Speed up 1.0.0

3.5 years ago, Speed up was a straightforward framework geared toward making training on multi-GPU and TPU systems easier
by having a low-level abstraction that simplified a raw PyTorch training loop:

Since then, Speed up has expanded right into a multi-faceted library geared toward tackling many common problems with
large-scale training and huge models in an age where 405 billion parameters (Llama) are the brand new language model size. This involves:

A versatile low-level training API, allowing for training on six different hardware accelerators (CPU, GPU, TPU, XPU, NPU, MLU) while maintaining 99% of your original training loop
A straightforward-to-use command-line interface geared toward configuring and running scripts across different hardware configurations
The birthplace of Big Model Inference or device_map="auto", allowing users to not only perform inference on LLMs with multi-devices but now also aiding in training LLMs on small compute through techniques like parameter-efficient fine-tuning (PEFT)

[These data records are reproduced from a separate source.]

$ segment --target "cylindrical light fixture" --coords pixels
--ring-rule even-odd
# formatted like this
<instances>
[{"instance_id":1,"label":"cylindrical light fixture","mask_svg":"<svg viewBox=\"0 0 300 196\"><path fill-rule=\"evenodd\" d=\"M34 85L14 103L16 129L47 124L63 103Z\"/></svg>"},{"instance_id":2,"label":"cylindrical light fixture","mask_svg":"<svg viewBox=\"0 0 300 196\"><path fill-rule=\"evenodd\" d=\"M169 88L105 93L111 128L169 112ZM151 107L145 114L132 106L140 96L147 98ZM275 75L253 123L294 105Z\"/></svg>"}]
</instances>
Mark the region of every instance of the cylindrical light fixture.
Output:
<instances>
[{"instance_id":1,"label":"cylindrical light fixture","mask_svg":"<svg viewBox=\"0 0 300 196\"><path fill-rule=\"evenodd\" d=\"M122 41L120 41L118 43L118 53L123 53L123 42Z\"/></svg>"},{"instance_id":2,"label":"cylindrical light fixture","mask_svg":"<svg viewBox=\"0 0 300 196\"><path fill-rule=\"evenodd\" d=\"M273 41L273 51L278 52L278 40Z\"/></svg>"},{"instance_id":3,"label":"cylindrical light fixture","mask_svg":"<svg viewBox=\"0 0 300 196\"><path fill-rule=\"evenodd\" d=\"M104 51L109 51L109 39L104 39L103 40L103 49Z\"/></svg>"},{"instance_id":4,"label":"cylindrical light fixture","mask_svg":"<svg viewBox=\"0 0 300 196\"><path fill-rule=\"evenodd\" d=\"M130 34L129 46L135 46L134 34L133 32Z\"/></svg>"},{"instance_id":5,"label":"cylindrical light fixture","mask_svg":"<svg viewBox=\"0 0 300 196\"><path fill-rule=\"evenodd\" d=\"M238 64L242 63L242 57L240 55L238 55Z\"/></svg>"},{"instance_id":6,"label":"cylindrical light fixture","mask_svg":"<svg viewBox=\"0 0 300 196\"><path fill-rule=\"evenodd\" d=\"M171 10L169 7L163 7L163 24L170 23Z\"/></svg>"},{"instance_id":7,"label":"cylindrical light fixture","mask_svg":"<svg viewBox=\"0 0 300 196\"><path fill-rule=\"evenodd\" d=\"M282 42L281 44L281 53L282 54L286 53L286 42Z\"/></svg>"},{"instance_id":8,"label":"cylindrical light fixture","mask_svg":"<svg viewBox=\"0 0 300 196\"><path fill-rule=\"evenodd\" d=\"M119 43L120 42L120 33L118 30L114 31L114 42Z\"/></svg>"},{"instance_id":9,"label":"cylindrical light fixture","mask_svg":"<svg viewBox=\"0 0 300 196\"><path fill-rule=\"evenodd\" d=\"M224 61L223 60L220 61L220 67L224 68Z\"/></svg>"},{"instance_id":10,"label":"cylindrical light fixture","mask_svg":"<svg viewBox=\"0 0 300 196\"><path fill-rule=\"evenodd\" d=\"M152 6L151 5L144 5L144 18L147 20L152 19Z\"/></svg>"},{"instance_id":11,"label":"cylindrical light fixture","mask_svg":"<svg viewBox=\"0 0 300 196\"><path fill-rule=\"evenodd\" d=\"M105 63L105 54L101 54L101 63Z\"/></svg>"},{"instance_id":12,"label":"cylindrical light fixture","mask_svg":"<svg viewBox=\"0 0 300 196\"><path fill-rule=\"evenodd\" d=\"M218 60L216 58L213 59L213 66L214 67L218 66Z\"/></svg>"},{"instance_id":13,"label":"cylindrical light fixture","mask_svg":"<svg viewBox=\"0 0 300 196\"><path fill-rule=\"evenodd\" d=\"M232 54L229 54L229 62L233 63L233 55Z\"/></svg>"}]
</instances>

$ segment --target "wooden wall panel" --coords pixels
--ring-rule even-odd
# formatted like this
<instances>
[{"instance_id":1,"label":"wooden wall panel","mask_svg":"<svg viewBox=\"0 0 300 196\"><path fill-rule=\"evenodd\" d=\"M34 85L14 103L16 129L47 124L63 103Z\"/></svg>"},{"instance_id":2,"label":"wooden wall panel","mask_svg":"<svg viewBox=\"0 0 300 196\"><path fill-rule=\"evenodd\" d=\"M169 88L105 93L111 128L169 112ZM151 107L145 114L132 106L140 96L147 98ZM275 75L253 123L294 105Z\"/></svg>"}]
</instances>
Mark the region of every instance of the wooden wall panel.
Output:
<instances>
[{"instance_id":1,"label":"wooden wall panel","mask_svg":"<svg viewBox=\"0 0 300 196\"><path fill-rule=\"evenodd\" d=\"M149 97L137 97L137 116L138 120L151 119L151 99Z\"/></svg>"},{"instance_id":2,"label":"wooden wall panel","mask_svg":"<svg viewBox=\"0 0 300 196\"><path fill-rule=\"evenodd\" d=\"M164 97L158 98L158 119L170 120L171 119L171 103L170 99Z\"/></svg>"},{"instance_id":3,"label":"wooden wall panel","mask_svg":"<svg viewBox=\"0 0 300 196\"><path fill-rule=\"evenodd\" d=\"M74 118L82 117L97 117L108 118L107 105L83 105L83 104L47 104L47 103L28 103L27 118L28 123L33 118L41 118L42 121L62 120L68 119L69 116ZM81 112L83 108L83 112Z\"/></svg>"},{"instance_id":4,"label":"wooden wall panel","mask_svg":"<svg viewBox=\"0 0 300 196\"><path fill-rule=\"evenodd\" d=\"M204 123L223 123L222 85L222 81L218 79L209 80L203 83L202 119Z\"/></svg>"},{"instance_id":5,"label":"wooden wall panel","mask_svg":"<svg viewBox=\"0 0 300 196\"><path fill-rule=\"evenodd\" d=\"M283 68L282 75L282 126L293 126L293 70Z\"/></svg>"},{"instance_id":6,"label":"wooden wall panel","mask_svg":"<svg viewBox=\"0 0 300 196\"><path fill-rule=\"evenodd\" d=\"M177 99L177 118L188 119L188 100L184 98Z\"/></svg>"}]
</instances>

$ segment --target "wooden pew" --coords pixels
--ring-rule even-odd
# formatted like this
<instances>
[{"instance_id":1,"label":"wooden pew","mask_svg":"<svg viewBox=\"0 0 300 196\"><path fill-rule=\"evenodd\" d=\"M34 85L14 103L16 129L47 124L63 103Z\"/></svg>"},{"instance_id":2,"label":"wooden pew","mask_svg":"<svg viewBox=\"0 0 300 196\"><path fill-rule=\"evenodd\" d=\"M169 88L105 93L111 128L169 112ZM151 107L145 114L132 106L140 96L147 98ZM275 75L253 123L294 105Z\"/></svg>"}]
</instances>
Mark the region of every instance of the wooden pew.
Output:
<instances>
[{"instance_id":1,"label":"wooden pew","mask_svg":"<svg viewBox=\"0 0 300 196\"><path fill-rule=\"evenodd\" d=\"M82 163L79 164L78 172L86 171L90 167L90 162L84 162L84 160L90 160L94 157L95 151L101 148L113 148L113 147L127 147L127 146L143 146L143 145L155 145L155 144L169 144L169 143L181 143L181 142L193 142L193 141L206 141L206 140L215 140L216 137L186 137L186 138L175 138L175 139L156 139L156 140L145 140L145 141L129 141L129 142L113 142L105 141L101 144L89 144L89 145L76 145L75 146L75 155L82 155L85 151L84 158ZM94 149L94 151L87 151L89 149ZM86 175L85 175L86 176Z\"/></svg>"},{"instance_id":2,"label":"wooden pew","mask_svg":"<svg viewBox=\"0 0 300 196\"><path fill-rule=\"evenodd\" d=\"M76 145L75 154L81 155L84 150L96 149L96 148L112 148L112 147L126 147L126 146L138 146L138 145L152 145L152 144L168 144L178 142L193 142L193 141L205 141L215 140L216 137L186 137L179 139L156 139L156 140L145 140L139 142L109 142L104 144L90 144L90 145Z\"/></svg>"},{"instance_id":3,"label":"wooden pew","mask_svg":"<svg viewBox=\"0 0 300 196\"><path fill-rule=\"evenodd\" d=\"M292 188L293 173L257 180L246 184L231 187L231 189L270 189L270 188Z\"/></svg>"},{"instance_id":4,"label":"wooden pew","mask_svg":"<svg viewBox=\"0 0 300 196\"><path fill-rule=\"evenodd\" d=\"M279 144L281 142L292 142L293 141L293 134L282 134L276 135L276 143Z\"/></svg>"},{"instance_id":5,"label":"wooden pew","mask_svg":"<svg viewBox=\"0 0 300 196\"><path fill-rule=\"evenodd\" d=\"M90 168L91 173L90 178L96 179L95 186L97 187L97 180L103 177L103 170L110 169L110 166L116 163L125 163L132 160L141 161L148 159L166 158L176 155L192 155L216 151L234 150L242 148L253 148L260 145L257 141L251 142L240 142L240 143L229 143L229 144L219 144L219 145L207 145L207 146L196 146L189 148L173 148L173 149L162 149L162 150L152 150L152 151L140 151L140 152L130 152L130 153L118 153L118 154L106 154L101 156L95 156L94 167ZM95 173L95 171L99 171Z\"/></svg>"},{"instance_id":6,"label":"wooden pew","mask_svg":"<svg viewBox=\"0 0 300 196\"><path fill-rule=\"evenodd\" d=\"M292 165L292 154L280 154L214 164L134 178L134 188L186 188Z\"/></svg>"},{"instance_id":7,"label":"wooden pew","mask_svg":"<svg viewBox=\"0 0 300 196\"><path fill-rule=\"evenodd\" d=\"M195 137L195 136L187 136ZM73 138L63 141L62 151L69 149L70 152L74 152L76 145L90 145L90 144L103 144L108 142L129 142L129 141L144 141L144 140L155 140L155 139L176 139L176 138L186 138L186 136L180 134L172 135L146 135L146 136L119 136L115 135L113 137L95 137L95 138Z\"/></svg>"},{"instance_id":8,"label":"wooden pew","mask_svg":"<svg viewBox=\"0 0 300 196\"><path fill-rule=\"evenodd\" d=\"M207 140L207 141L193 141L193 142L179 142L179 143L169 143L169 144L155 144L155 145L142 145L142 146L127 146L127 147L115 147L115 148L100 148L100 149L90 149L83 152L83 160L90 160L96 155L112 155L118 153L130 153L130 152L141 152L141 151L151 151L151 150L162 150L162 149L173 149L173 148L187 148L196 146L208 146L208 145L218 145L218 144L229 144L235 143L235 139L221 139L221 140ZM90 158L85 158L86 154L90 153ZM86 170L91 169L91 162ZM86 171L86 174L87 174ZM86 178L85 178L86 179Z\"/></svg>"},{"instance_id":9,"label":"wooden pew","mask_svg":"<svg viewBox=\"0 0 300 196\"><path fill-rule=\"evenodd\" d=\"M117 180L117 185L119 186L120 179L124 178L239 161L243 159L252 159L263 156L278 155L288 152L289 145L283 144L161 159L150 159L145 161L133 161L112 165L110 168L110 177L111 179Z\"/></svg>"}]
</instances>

These three facets have allowed Speed up to develop into the muse of nearly every package at Hugging Face, including transformers, diffusers, peft, trl, and more!

Because the package has been stable for nearly a yr, we’re excited to announce that, as of today, we have published the primary release candidates for Speed up 1.0.0!

This blog will detail:

Why did we determine to do 1.0?
What’s the long run for Speed up, and where can we see PyTorch as a complete going?
What are the breaking changes and deprecations that occurred, and how will you migrate over easily?

Why 1.0?

The plans to release 1.0.0 have been within the works for over a yr. The API has been roughly at a degree where we wanted,
centering on the Accelerator side, simplifying much of the configuration and making it more extensible. Nevertheless, we knew
there have been a number of missing pieces before we could call the “base” of Speed up “feature complete”:

With the changes made for 1.0, speed up is ready to tackle latest tech integrations while keeping the user-facing API stable.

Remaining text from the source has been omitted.